United Rugby Championships: Round 2 Power Rankings

United Rugby Championships: Round 2 Power Rankings

See the United Rugby Championships Round 2 Power Rankings, while reading about a new No. 1 team and the former powerhouse that took a big dive.

Sep 26, 2022 by RugbyPass
United Rugby Championships: Round 2 Power Rankings

Round 2 of the URC 2022 produced yet another batch of fascinating rugby clashes.

Returning champions, the Stormers, looked every bit as powerful as last season, while Ulster laid down the gauntlet to other title contenders.
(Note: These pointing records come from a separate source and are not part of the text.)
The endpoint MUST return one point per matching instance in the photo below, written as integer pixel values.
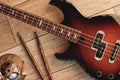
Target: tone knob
(110, 76)
(98, 74)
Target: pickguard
(99, 45)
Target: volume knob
(110, 76)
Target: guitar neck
(42, 23)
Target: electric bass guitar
(94, 43)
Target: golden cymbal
(12, 67)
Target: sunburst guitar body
(94, 42)
(98, 48)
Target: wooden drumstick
(31, 57)
(43, 57)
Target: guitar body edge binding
(102, 27)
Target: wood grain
(92, 7)
(61, 70)
(6, 37)
(33, 6)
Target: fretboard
(42, 23)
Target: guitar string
(73, 33)
(55, 23)
(92, 41)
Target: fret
(44, 24)
(18, 15)
(29, 18)
(75, 36)
(0, 6)
(15, 14)
(69, 33)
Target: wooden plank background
(61, 70)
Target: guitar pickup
(99, 45)
(114, 51)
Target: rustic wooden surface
(61, 70)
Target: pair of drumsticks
(33, 60)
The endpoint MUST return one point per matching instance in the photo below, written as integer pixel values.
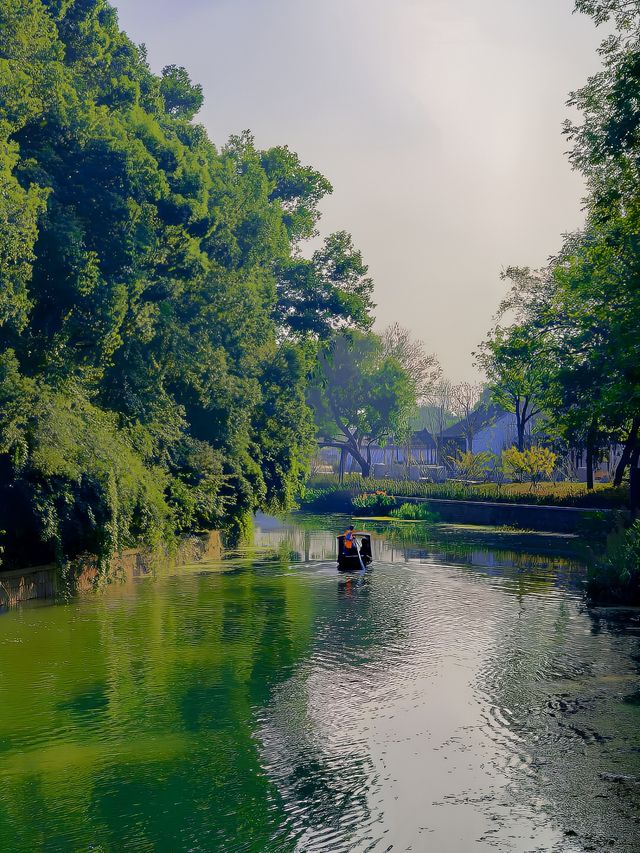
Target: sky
(438, 122)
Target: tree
(361, 397)
(332, 291)
(472, 466)
(514, 366)
(182, 99)
(465, 399)
(157, 319)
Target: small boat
(348, 560)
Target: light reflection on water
(456, 698)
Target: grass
(551, 494)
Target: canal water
(457, 697)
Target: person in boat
(349, 539)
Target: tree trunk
(627, 451)
(634, 486)
(591, 437)
(341, 466)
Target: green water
(459, 697)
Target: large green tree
(361, 397)
(157, 319)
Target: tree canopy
(157, 320)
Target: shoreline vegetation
(176, 342)
(569, 494)
(158, 318)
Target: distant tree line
(567, 344)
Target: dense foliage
(361, 396)
(570, 346)
(157, 319)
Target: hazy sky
(437, 121)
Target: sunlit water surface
(459, 697)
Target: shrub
(374, 503)
(473, 466)
(416, 512)
(531, 465)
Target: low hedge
(546, 494)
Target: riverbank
(499, 711)
(47, 582)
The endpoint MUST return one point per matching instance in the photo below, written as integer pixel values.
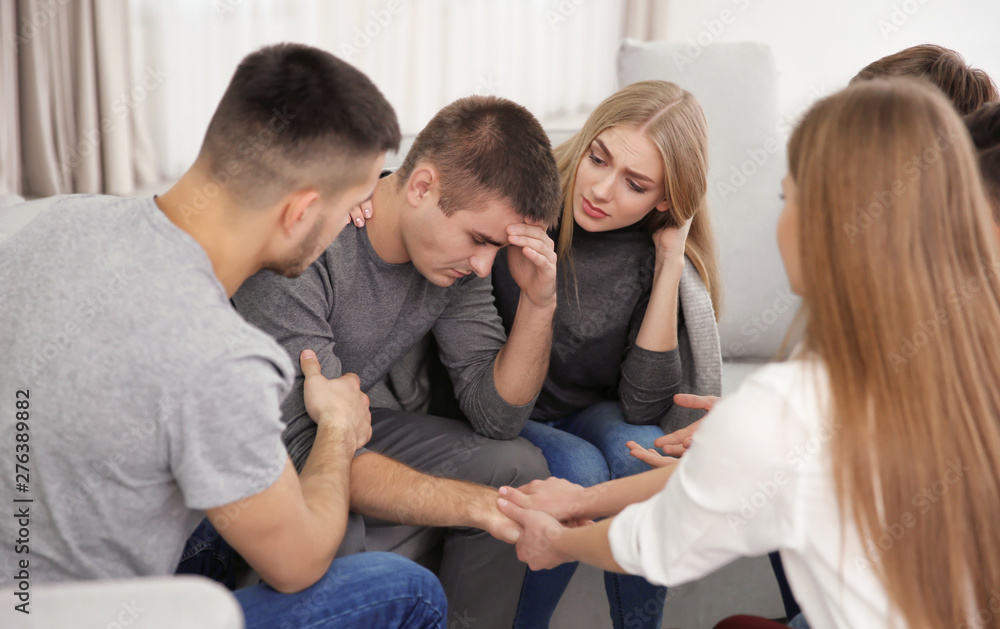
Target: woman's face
(618, 181)
(788, 234)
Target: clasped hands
(545, 509)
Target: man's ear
(296, 209)
(423, 181)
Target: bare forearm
(658, 332)
(590, 545)
(388, 489)
(609, 498)
(325, 485)
(521, 364)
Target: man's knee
(515, 462)
(417, 581)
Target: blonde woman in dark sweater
(634, 238)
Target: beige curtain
(72, 116)
(645, 20)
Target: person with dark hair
(968, 88)
(984, 127)
(152, 403)
(479, 177)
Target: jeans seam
(320, 622)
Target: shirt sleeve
(649, 379)
(470, 334)
(731, 495)
(225, 444)
(296, 312)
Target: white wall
(819, 46)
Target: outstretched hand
(540, 530)
(361, 212)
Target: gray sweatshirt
(361, 315)
(594, 355)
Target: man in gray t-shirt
(480, 176)
(136, 400)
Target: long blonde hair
(674, 121)
(899, 266)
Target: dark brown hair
(294, 116)
(984, 126)
(967, 87)
(486, 145)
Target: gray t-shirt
(149, 398)
(361, 314)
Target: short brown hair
(967, 87)
(984, 126)
(486, 145)
(295, 116)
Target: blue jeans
(364, 590)
(589, 448)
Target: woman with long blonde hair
(871, 459)
(637, 289)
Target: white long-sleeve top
(758, 478)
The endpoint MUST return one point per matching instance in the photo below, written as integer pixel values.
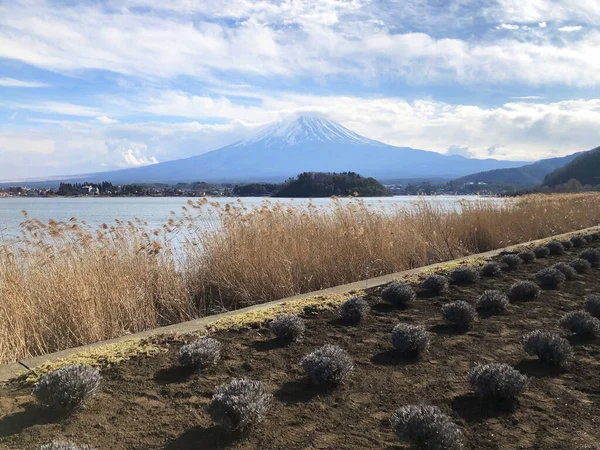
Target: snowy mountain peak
(304, 129)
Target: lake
(157, 210)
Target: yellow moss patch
(315, 304)
(100, 357)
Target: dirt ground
(148, 403)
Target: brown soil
(148, 403)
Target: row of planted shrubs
(241, 403)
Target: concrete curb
(10, 371)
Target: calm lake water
(157, 210)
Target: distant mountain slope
(585, 169)
(528, 175)
(305, 144)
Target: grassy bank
(65, 284)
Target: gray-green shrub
(511, 262)
(64, 445)
(580, 265)
(541, 252)
(353, 310)
(200, 354)
(567, 244)
(410, 340)
(550, 277)
(549, 347)
(67, 388)
(592, 305)
(582, 323)
(555, 247)
(523, 291)
(239, 404)
(569, 272)
(435, 284)
(398, 294)
(459, 314)
(427, 428)
(290, 327)
(591, 255)
(527, 256)
(493, 301)
(465, 274)
(491, 269)
(328, 365)
(497, 380)
(578, 241)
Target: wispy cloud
(570, 29)
(11, 82)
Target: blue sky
(89, 85)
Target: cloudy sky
(98, 85)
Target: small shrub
(353, 310)
(498, 381)
(580, 265)
(568, 245)
(511, 262)
(239, 404)
(541, 252)
(426, 427)
(593, 305)
(569, 273)
(578, 241)
(493, 302)
(289, 327)
(524, 290)
(459, 314)
(67, 388)
(550, 348)
(591, 255)
(582, 323)
(63, 445)
(491, 269)
(410, 340)
(398, 294)
(527, 256)
(200, 354)
(435, 284)
(550, 278)
(328, 365)
(465, 274)
(555, 247)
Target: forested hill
(528, 175)
(585, 169)
(319, 184)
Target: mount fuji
(304, 144)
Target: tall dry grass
(64, 284)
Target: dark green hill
(320, 184)
(585, 169)
(524, 176)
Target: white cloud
(134, 157)
(570, 29)
(11, 82)
(522, 130)
(507, 26)
(105, 120)
(285, 39)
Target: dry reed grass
(64, 284)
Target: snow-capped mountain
(305, 129)
(306, 143)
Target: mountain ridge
(304, 144)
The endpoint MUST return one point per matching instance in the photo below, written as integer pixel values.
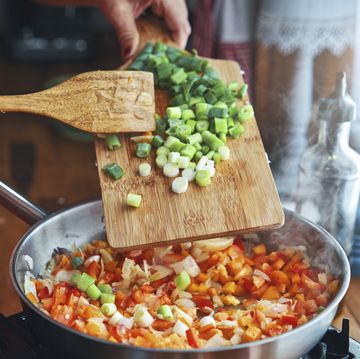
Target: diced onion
(216, 341)
(144, 169)
(95, 258)
(207, 320)
(185, 303)
(170, 170)
(180, 328)
(188, 264)
(262, 274)
(180, 185)
(142, 317)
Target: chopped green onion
(165, 312)
(133, 200)
(202, 178)
(85, 282)
(157, 141)
(224, 152)
(195, 138)
(192, 165)
(143, 149)
(105, 288)
(245, 113)
(108, 309)
(205, 149)
(211, 140)
(222, 136)
(202, 125)
(170, 170)
(107, 298)
(161, 161)
(93, 292)
(144, 169)
(112, 142)
(162, 150)
(76, 262)
(183, 161)
(187, 114)
(220, 125)
(113, 170)
(188, 150)
(178, 76)
(182, 280)
(173, 112)
(242, 91)
(180, 185)
(217, 158)
(75, 278)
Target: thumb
(121, 16)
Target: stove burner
(17, 342)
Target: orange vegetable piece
(271, 293)
(251, 334)
(260, 249)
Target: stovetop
(17, 342)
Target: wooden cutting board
(241, 198)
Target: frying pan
(84, 222)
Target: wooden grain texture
(241, 198)
(96, 101)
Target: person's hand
(123, 13)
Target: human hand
(123, 13)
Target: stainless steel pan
(84, 222)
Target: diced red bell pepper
(191, 338)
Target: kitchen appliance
(84, 223)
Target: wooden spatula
(96, 101)
(241, 198)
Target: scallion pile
(202, 114)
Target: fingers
(121, 16)
(175, 15)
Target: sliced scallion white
(144, 169)
(189, 174)
(171, 170)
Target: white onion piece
(189, 174)
(207, 320)
(185, 303)
(180, 328)
(170, 170)
(29, 261)
(216, 341)
(181, 314)
(180, 185)
(95, 258)
(262, 274)
(64, 276)
(142, 317)
(188, 264)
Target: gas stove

Some sides found the going tough, as the league continues to get more competitive across the board in its second season.  

Let’s jump in and see how the teams shake out.

1. Ulster 

Simply magnificent, scoring 50+ points against anyone is tough, but to go on the road and do so against the Scarlets is an incredible feat. 

John Cooney’s personal haul of 30 points again raises questions as to why he no longer is involved with the Irish national set up. 

One area of concern was the Ulster defense, which leaked 39 points. As Cooney noted post-match, they will need to tidy this up ahead of next week’s giant clash with Leinster. 

2. Leinster 

Only dropping in the rankings due to Ulster’s brilliance, Leinster’s 42-10 win over Benetton highlighted just how good the Leo Cullen’s side is this season. 

Without ever really getting out of second gear, Leinster beat a Benetton side that played well enough to beat at least half of the teams in the league. 

Four tries to hooker Dan Sheehan was mesmerizing and highlighted why he is Ireland’s first choice in the position ahead of his clubmate and fellow star Ronan Kelleher. 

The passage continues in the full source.